Master Sergeant Brian O’Connors, who is with the 43rd in the Baghdad area – he can’t say precisely where – told the Echo that corned beef and cabbage was definitely on the unit’s menu for Friday.
And hopefully a relative calm will the order of the day too.
In a phone interview from the Iraqi capital Tuesday, O’Connors said that he would have no shortage of comrades with which to exchange Irish greetings on March 17.
“About thirty to forty percent of us in the 43rd have family ties to Ireland,” O’Connors told the Echo.
The 43rd, a National Guard unit based in Warwick, Rhode Island, has been in Iraq since last October.
While O’Connor is presently based in Baghdad, his duties as an intelligence analyst means that he must travel to the brigade’s battalions, which are stationed around the country.

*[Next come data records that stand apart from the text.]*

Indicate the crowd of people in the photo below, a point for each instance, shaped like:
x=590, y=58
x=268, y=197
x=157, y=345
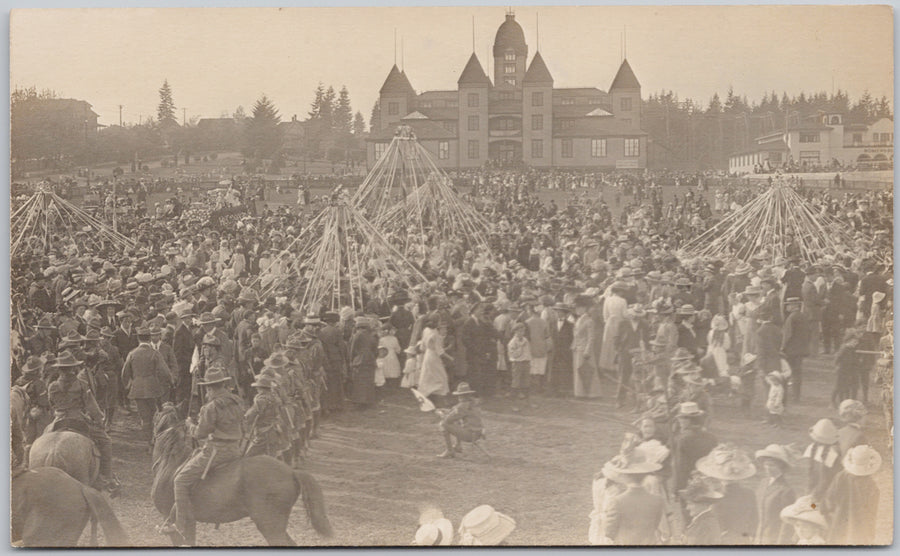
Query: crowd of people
x=566, y=300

O’Connors, a former full time soldier, joined the National Guard in 1981. In addition to Iraq he has served in Bosnia and Afghanistan.
His wife Stephanie is also in the Guard – she is a lieutenant – but is currently back at the family home in Colorado.
O’Connors runs a team of half a dozen brigade members. Their job, to say the least, is crucial to the success of the U.S. mission and the safety of those in uniform, U.S., coalition and Iraqi.
“We try to track what the bad guys are doing and what effect this will have on the battalions in the brigade,” O’Connors said.
O’Connors, who has relatives in Kerry and other family links to Cork and Roscommon, sees some comparison between the situation in Iraq and Northern Ireland during the troubles.
But there are significant differences, he said.
“There wasn’t so much random and indiscriminate killings of civilians even in the worst days of the troubles in the 1970s. The terrorists have very little regard for human life here,” he said.
That said, O’Connors said that large areas of Iraq had achieved a degree of normality not generally reflected in press coverage.
“There’s been a lot of progress. There’s large sections of Baghdad and other parts of the country now controlled by the Iraqi army and police and where businesses are open and kids are going to school,” he said.
O’Connors, who has passed through Shannon airport several times in recent years, said that U.S. and Iraqi government forces were having to deal with two kinds of enemy.
“Some of the insurgents here simply don’t want any foreign presence. But there are also those who see chaos as its own end,” he said.
The 43rd will be in Iraq until its year-long tour ends in October but O’Connors is getting a few days leave in May when his son is getting married.
He also has two daughters, both married, and at the tender age of 45 is already a grandfather.
“I started young,” he said with a laugh.
His parents, Patrick and Lorraine, meanwhile, live in a Rhode Island town that would look great on a map of Iraq. It’s called Harmony.
St. Patrick’s Day will be another day on the job. But O’Connors is looking forward to his dinner.
“The food here is actually quite good,” he said.
But there’s no beer to be had.
“We’ll be drinking coffee, or maybe Gatorade,” he said.
But it will be a special day nonetheless.
“After all, said O’Connors, “our commanding officer is Brigadier General Kevin McBride.